1 is a longitudinal sectional view schematically showing a label printer according to one embodiment of the present invention. FIG. 2 is an enlarged side view schematically showing the periphery of a thermal head of the label printer shown in FIG. 1. The block diagram which shows the electrical connection of the label printer shown by FIG. 3 is a flowchart showing an example of print control of the label printer shown in FIG. 1. 2 is a graph showing an example of a head separation time calculation unit of the label printer shown in FIG.

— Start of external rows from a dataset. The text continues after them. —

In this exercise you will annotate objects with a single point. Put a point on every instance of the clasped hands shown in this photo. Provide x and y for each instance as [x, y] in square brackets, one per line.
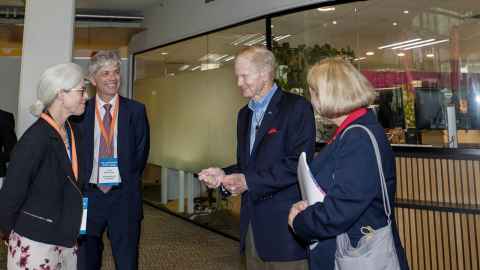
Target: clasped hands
[214, 177]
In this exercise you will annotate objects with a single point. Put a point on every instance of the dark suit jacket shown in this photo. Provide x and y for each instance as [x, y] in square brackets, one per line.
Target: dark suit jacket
[347, 170]
[287, 129]
[40, 198]
[8, 139]
[133, 144]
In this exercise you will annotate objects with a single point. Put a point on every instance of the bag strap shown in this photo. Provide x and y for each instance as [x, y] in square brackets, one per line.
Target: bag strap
[383, 183]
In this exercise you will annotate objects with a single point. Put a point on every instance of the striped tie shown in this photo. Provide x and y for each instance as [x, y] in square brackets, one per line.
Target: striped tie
[106, 151]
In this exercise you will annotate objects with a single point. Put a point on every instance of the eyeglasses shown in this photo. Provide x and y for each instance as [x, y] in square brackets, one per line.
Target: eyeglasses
[82, 90]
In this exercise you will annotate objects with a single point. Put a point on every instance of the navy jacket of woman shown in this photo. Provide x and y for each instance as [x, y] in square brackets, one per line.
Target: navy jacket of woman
[347, 170]
[40, 199]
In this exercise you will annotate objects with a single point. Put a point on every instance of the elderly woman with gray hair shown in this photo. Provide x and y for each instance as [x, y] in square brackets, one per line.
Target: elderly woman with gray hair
[41, 202]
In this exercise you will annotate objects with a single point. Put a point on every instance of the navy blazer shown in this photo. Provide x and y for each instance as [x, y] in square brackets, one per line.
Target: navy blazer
[133, 144]
[347, 170]
[40, 199]
[287, 129]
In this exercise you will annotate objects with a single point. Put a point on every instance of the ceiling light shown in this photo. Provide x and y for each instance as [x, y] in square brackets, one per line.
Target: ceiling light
[229, 59]
[398, 43]
[414, 43]
[255, 41]
[209, 66]
[243, 38]
[426, 44]
[359, 59]
[184, 67]
[326, 9]
[281, 37]
[220, 58]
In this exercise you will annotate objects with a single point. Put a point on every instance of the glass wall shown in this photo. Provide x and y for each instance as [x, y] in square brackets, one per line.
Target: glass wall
[421, 56]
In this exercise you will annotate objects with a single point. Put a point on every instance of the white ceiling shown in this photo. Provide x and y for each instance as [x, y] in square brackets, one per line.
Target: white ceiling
[114, 5]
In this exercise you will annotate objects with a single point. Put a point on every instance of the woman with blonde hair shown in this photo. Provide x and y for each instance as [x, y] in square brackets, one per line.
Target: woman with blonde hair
[41, 201]
[347, 168]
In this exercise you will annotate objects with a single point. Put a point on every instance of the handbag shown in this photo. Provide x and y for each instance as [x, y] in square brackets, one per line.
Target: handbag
[376, 249]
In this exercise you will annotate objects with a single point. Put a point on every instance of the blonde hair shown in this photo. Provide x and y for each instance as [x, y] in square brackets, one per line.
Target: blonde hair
[340, 87]
[53, 80]
[261, 57]
[102, 59]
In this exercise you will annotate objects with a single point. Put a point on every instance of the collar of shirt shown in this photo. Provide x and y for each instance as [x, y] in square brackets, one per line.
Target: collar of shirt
[261, 105]
[352, 117]
[112, 102]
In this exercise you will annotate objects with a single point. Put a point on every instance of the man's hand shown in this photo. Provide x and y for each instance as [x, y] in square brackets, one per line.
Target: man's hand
[4, 238]
[235, 183]
[295, 210]
[212, 177]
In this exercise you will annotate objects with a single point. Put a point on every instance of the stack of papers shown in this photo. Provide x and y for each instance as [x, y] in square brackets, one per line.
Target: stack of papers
[311, 191]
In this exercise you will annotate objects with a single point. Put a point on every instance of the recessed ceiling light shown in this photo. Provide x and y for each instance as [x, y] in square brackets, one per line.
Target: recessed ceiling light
[398, 43]
[326, 9]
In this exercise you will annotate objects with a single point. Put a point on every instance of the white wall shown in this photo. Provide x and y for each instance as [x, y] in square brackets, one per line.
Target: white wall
[177, 19]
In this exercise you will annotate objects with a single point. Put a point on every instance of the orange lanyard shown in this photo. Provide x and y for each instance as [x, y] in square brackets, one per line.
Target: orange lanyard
[54, 124]
[107, 137]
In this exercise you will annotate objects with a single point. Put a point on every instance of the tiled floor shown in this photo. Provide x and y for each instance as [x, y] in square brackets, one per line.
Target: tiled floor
[168, 242]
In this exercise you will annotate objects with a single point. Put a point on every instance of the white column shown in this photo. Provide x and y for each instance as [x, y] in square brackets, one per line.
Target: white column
[181, 191]
[190, 185]
[164, 186]
[48, 35]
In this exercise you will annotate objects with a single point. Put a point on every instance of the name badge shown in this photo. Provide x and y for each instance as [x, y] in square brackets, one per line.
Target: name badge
[108, 173]
[83, 225]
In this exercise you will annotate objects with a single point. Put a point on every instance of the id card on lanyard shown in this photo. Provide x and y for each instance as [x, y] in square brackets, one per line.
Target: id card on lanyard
[108, 172]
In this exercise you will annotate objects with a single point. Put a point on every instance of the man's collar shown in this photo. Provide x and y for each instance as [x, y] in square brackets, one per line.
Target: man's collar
[263, 102]
[101, 102]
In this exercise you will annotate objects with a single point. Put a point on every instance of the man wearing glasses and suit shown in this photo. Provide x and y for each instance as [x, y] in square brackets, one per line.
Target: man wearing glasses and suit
[115, 142]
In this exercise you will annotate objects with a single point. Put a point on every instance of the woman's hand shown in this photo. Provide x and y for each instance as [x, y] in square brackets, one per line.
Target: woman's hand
[295, 210]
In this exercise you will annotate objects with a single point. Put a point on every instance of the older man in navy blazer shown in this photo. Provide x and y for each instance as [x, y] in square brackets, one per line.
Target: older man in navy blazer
[115, 144]
[272, 131]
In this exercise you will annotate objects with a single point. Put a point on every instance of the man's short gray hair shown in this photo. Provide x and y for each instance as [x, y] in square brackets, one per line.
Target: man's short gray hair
[53, 80]
[102, 59]
[261, 57]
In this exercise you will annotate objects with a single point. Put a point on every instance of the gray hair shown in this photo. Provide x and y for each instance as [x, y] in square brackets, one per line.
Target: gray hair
[102, 59]
[53, 80]
[261, 57]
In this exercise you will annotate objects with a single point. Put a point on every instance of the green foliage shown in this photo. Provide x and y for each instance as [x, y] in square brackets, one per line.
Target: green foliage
[294, 62]
[293, 65]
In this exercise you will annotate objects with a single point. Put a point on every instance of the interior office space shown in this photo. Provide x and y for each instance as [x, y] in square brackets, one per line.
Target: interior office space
[421, 56]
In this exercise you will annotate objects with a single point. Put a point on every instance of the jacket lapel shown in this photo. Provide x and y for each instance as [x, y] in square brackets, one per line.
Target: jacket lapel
[268, 119]
[60, 151]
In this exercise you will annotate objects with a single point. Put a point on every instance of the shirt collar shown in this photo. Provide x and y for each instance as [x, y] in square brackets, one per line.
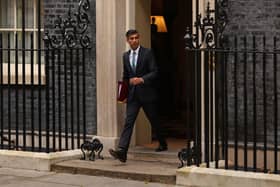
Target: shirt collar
[136, 51]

A label printer as an example of a thermal printer according to one embodiment of the present invention will be described below with reference to FIGS.
FIG. 1 schematically shows the inside of the label printer 1. FIG. 2 is an enlarged view of a part of the label printer 1. FIG. 3 is a block diagram showing the electrical connection of the main parts of the label printer 1. The label printer 1 includes a housing 2. Inside the housing 2 are housed a transport mechanism 12 for transporting a label paper 11 as an example of a receiving paper, an ink ribbon feed mechanism 14 for supplying an ink ribbon 13, and the like.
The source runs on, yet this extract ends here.